Back at Inspection Tiger’s Rehab Center, as we placed the cages next to each other to reunite the cubs, growls of nervousness and anxiety came from both cages. But when we opened the cage doors, all went silent as they immediately recognized each other and the third cub quietly but eagerly joined his brother and sister. You could feel the sense of comfort and joy of that reunion in the silence that followed.
Over the next seven to eight months, the tiger cubs will remain at the Inspection Tiger rehabilitation facility. The staff members who will care for the growing cubs face a daunting challenge: picking up where the mother tiger left off in preparing the cubs for independent life in the wild. Isolation from humans will be a central part of this process. The fence of the holding pen is covered with material to form a visual barrier, and food caches will be provided in boxes on the fence perimeter and opened remotely. This will hopefully prevent the cubs from associating the approach of humans with food.
Teaching the tigers to hunt is another critical piece of a successful reintroduction. In the spring, the staff will begin to introduce small prey such as rabbits to the enclosure, allowing the tigers to work their way up to larger prey such as sika deer and wild boar.
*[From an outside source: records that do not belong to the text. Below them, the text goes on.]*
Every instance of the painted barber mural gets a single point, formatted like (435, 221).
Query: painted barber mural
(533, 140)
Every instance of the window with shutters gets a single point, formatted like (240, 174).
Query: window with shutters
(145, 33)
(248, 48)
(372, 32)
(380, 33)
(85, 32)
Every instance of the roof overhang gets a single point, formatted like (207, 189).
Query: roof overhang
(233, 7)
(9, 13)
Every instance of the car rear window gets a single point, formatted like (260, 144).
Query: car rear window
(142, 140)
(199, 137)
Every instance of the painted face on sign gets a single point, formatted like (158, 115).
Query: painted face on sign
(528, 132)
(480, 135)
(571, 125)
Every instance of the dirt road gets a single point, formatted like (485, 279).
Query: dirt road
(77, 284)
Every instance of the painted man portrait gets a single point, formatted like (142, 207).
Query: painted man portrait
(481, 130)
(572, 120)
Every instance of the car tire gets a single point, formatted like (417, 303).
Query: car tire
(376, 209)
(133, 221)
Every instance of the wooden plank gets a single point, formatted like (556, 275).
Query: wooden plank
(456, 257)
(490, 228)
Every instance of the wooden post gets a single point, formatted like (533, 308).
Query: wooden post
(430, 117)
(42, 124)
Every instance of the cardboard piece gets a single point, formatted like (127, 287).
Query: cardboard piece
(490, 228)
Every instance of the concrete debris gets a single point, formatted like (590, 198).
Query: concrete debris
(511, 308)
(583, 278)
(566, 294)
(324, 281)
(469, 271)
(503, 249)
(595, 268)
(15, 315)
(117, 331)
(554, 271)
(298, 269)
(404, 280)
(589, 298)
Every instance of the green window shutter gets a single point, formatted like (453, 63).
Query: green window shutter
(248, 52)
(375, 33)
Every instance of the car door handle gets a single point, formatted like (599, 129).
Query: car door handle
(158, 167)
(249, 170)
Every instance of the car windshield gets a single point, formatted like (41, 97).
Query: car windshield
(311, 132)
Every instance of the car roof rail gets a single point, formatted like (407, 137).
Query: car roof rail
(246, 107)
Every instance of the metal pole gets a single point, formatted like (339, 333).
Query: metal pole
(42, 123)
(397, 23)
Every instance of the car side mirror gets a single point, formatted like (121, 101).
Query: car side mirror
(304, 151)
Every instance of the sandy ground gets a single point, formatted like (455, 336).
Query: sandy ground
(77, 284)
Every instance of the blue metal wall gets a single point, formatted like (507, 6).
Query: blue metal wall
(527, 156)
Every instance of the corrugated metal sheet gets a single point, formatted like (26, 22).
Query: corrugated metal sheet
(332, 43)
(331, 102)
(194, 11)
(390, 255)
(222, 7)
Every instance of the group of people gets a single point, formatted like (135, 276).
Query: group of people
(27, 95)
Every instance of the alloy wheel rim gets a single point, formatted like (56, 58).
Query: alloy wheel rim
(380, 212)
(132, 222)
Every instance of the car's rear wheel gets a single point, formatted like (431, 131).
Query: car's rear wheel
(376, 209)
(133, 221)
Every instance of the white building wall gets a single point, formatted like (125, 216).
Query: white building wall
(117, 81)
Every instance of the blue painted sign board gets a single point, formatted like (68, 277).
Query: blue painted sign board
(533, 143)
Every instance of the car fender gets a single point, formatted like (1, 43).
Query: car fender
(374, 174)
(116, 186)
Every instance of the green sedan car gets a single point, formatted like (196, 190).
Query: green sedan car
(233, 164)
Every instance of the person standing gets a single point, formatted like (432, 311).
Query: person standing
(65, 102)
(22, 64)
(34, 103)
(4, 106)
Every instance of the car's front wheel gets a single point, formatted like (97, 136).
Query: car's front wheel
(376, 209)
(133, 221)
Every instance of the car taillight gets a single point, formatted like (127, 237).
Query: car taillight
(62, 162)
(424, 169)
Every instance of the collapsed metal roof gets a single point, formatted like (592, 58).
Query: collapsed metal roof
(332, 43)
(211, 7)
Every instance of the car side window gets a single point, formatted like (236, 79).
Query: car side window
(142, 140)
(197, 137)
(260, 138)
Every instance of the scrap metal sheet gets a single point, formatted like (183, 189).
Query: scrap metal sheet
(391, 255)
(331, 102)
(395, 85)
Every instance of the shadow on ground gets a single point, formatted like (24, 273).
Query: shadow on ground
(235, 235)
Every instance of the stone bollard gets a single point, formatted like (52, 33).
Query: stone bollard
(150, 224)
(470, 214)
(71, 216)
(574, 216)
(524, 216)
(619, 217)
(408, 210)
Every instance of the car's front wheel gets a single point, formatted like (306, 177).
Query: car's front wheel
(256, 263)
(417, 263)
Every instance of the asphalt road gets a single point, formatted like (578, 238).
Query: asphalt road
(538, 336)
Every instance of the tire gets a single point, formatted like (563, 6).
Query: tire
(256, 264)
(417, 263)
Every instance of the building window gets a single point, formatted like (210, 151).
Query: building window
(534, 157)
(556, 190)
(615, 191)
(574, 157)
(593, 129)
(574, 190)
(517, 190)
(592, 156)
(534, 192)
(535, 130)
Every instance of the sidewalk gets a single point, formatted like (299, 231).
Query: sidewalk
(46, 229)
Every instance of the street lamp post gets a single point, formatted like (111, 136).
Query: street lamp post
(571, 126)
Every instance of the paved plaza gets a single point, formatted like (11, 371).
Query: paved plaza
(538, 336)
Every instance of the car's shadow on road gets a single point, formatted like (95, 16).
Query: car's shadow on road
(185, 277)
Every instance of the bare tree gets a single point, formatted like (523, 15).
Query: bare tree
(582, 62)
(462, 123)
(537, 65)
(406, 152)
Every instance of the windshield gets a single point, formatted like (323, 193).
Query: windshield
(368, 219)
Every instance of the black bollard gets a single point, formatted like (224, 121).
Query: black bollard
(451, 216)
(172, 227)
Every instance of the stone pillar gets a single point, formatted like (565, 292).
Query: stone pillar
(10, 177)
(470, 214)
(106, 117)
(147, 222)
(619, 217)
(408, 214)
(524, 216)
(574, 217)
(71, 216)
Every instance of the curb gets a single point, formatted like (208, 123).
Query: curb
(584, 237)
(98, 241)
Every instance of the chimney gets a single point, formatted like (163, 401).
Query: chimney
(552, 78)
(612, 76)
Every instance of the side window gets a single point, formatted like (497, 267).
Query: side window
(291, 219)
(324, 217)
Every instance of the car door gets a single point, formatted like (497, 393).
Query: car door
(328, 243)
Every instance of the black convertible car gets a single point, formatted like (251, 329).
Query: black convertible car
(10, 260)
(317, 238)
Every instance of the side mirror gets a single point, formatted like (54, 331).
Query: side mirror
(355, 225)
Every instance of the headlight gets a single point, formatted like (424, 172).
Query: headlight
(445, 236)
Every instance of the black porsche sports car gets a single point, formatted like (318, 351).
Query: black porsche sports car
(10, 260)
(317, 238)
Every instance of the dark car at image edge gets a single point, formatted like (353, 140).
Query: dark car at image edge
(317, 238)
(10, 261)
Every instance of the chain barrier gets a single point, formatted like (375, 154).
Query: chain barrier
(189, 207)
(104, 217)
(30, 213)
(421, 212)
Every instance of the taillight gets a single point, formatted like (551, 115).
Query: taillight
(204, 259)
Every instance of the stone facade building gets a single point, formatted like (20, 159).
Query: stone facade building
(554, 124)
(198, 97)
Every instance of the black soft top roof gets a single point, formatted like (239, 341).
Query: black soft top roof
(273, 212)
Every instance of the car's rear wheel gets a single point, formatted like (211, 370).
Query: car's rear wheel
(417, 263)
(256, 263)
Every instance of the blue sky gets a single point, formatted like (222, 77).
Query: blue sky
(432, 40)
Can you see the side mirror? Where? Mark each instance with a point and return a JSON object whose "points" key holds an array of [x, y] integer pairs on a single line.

After this training period, the tigers will be released in the fall with GPS collars so that their movements can be followed.
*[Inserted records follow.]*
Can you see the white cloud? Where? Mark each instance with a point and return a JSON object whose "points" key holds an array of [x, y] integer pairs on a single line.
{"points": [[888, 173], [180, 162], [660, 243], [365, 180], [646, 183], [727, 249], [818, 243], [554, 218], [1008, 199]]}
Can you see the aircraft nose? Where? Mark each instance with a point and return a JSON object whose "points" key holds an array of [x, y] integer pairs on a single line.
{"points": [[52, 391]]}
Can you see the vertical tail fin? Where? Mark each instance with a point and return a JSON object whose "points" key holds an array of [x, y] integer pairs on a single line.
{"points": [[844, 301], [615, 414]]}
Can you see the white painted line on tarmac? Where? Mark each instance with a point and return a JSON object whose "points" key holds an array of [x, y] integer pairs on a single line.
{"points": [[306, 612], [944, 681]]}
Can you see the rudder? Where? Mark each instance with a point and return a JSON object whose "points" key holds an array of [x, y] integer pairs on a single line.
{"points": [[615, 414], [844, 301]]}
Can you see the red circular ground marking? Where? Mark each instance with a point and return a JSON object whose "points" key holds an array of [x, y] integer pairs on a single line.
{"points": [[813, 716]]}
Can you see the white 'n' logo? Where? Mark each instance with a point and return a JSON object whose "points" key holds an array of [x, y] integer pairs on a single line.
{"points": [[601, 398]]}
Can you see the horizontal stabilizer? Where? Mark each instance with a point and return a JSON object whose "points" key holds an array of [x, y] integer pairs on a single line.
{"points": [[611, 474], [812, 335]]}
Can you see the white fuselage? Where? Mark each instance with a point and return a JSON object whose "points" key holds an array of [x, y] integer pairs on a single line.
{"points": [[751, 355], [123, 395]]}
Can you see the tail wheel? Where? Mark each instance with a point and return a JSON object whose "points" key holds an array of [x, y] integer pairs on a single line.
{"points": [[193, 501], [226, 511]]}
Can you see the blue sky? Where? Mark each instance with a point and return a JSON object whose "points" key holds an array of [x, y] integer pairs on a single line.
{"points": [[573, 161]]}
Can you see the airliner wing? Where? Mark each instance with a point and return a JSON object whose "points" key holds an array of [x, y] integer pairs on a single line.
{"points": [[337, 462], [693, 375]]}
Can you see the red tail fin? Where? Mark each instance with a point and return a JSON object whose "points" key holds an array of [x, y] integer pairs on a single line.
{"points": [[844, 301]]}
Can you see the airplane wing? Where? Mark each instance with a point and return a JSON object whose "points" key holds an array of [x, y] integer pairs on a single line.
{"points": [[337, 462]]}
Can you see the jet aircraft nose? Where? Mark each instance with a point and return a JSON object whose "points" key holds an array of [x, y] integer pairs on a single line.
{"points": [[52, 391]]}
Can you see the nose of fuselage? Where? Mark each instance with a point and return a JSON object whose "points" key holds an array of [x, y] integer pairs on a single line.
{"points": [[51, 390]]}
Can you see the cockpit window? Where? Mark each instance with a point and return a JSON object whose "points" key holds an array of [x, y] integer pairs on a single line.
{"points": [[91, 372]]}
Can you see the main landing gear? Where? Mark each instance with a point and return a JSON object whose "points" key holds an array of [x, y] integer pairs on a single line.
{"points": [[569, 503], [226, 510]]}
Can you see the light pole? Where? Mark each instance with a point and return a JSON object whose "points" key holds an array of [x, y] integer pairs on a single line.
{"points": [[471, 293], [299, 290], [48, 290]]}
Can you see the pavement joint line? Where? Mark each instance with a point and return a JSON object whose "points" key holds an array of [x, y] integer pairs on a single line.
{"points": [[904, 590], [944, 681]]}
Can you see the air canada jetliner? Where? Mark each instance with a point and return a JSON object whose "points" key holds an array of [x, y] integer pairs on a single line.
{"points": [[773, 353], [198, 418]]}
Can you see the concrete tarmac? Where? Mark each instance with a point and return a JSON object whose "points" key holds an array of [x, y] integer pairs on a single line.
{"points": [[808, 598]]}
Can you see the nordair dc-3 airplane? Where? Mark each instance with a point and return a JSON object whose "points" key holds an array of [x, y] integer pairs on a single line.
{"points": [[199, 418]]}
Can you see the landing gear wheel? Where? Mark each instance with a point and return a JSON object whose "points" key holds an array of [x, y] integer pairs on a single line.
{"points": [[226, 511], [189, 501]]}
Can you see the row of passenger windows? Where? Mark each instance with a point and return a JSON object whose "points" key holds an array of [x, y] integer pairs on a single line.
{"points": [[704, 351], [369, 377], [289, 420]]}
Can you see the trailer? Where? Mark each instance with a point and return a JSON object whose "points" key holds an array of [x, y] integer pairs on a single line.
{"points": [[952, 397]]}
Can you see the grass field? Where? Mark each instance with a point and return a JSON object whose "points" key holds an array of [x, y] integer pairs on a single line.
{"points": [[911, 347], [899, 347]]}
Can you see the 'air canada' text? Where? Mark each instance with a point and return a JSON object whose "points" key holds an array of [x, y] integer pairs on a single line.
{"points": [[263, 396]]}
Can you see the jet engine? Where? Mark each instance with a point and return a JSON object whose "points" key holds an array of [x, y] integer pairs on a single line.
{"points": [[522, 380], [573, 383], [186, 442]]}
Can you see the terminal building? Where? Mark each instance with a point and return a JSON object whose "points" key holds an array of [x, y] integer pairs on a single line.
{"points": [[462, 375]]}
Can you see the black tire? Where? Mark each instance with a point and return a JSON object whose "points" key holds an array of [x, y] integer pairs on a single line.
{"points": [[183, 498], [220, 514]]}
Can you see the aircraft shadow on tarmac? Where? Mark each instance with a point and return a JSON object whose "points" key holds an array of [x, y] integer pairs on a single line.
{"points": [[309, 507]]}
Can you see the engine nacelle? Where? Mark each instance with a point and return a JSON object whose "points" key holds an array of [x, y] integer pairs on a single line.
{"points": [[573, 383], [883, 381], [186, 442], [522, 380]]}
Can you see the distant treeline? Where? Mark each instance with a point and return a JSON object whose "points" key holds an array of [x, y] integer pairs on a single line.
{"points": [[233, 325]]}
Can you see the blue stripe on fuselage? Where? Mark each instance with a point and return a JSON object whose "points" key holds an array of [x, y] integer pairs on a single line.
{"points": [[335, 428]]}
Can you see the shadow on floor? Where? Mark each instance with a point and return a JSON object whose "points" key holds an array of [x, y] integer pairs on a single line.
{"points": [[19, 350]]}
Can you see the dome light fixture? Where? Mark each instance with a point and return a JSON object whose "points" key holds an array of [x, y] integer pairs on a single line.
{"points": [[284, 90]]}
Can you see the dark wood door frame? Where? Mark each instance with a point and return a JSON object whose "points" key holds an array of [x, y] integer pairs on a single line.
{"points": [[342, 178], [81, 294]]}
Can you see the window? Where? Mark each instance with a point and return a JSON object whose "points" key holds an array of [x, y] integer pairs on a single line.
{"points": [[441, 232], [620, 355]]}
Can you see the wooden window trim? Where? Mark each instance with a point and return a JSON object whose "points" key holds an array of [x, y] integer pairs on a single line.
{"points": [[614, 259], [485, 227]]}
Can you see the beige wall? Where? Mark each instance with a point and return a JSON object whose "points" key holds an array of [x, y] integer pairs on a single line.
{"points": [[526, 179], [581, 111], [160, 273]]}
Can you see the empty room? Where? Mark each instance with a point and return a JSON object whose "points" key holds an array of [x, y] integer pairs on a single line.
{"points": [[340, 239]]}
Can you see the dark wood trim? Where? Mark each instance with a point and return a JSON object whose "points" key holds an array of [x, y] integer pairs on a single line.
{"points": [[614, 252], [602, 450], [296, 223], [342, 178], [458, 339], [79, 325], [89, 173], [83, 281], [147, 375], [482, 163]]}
Most likely, the tiger cubs will go their separate ways in finding their own territories where they will live and hunt. We know that young sub-adult tigers (rehabilitated or not) face two primary dangers. The first is failing to find enough food. The second is staying out of trouble with humans, which is why these tigers must maintain a wariness of humans. We can reduce the risk of encountering humans by releasing the cubs in a remote section of tiger habitat far removed from villages and people.
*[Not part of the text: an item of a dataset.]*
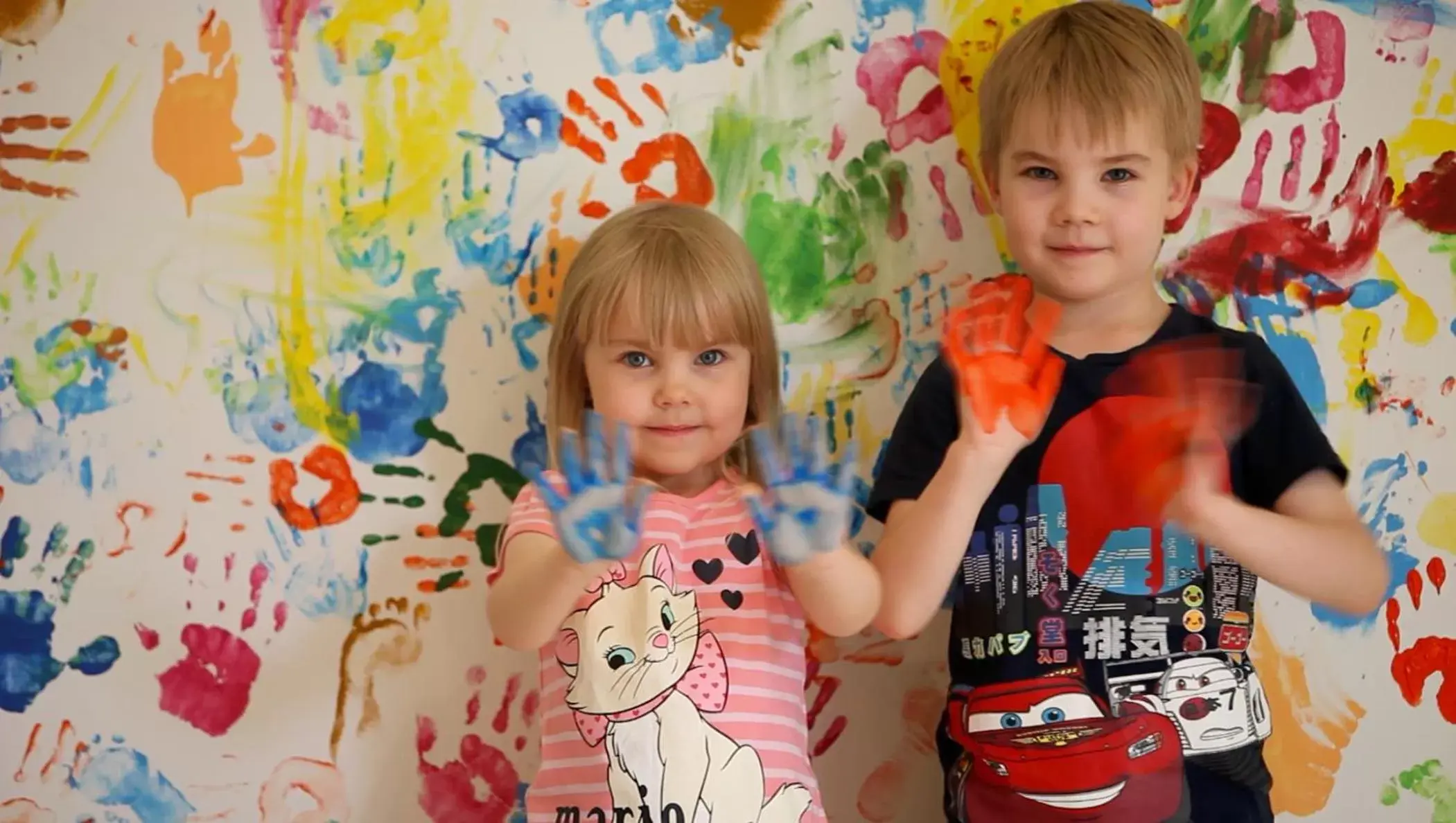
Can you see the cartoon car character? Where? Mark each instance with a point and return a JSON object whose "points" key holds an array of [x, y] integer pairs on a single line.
{"points": [[1046, 749], [1218, 705]]}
For now, the tiger cubs are doing well. The swift coordination of the Inspection Tiger, Okhotnazor, the Wildlife Conservation Society, and Severtsov Institute on the ground saved three critically endangered animals in a population where every tiger is vital. Strong partnerships are often the driving force behind successful conservation efforts in this remote landscape. We can only hope that these three tiger cubs will eventually make it back home to the wilderness of the Russian Far East.